To do so, please follow these steps:
Register for LISS access here
Join the OSE Zulip Workspace
Contact: Mariam Petrosyan
Modes of Use¶
There are three prototypical ways how to use the repository:
Raw Files: You can use this repository just to have an easy access to the raw LISS files all in one place.
Prepared Files: For many use cases it is more efficient if you make use of the already implemented data cleaning and use the prepared files. For this, you need to run the pipeline using pytask. Just select your preferred format(s) (.dta, .csv, .pickle) in config.py. You find the prepared files under out/data.
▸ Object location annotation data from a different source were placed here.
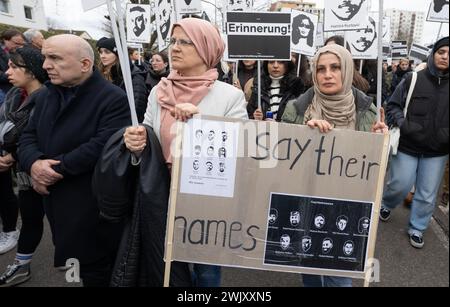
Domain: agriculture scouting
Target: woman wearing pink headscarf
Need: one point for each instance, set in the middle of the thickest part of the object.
(191, 88)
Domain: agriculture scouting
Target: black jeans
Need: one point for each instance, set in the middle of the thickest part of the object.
(9, 209)
(32, 213)
(98, 274)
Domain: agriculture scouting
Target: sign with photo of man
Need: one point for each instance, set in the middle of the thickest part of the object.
(317, 216)
(165, 17)
(345, 15)
(304, 32)
(363, 43)
(439, 11)
(138, 23)
(188, 6)
(258, 36)
(399, 49)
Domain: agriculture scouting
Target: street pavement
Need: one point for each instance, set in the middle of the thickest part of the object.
(401, 264)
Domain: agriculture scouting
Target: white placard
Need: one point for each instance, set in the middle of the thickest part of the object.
(387, 29)
(345, 15)
(438, 11)
(304, 31)
(188, 6)
(238, 5)
(419, 52)
(165, 17)
(139, 23)
(209, 158)
(364, 43)
(91, 4)
(320, 40)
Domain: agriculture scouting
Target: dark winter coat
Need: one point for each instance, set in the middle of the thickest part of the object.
(72, 125)
(140, 90)
(16, 112)
(425, 131)
(291, 88)
(140, 258)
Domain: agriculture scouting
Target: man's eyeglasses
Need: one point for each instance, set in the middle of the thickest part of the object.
(180, 42)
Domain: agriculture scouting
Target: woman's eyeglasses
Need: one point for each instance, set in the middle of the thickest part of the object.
(180, 42)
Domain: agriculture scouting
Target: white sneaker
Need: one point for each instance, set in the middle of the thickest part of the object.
(8, 241)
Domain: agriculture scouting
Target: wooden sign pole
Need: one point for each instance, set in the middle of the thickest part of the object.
(378, 199)
(173, 204)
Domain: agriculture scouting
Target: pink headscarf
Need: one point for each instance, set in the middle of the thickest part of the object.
(177, 89)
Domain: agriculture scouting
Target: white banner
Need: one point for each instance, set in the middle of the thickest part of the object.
(238, 5)
(188, 6)
(343, 15)
(91, 4)
(363, 43)
(438, 11)
(138, 23)
(304, 32)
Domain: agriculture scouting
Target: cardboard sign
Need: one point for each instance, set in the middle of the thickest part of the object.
(303, 201)
(438, 11)
(419, 52)
(188, 6)
(304, 32)
(364, 43)
(258, 36)
(139, 23)
(343, 15)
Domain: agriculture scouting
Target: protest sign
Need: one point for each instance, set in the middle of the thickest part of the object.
(258, 36)
(297, 200)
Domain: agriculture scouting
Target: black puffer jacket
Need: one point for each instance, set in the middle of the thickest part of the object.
(140, 259)
(425, 131)
(140, 90)
(291, 88)
(16, 111)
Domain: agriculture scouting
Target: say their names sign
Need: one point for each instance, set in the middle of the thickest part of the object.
(299, 201)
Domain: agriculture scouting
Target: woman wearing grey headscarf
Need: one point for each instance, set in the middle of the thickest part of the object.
(333, 103)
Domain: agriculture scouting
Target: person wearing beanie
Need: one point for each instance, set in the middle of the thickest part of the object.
(424, 142)
(28, 77)
(109, 67)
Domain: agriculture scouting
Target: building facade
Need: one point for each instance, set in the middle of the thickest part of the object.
(406, 25)
(23, 13)
(305, 6)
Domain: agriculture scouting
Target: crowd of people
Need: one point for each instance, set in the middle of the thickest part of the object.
(65, 123)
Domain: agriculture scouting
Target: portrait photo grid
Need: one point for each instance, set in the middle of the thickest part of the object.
(317, 233)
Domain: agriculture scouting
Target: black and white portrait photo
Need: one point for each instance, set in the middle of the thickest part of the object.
(304, 30)
(164, 19)
(346, 15)
(439, 11)
(238, 5)
(138, 23)
(363, 43)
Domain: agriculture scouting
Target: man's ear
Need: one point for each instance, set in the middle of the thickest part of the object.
(86, 65)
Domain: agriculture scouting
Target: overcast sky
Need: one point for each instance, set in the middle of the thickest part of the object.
(70, 13)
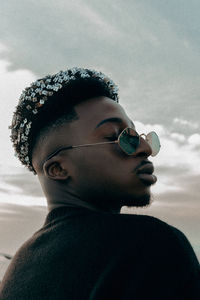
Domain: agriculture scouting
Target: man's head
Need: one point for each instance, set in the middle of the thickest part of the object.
(75, 115)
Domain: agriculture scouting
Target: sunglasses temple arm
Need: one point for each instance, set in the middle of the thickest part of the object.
(102, 143)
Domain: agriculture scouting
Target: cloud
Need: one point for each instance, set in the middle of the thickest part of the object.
(186, 123)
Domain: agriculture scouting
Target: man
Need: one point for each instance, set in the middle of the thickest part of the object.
(70, 130)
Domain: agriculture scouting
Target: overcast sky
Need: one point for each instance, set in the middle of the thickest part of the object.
(151, 49)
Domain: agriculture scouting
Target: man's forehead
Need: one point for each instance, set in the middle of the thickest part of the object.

Implement your own changes: Once you start to use the prepared files, it is not unlikely that you would like to change something (possible due to errors, or incompletely cleaned variables). Feel free to change the renaming files, adjust the specific cleanings for a given study, or add new waves to your study. In this case, you need to know about the precise implementation details and you should continue reading. You will you need to know some Python.
Setting up the Project¶
Make sure you have your conda environment up to date. Basic requirements are specified in the environment.yml file. In the root folder of the project:
run conda develop .
run pytask
This resource can be helpful to get an understanding of pytask: pytask documentation
Structure¶
data/ contains all raw data sets of the LISS panel that are publicly available. For each questionnaire, we collected (1) the English codebook as .pdf and (2) the Stata data file. Each folder contains either these files directly (if it is a Single Wave Study) or subfolders for each wave “wave-1”, “wave-2”, etc.
liss_data_specs/ contains renaming and replacing files that specify the new variable names for each study and new value names for some studies. In addition, the file specification/data_sets_specs.json lists all studies that should be cleaned and specifies more information about these studies (like the file name).
liss_data/ contains the files for the data cleaning.
corona_preparation/ contains the files for the cleaning the data from corona questionaire.
corona_prep_specs/ contains renaming and replacing files for corona questionaire.
The repository only contains raw files and scripts. All output files need to be produced by running pytask and can then be found under out/data.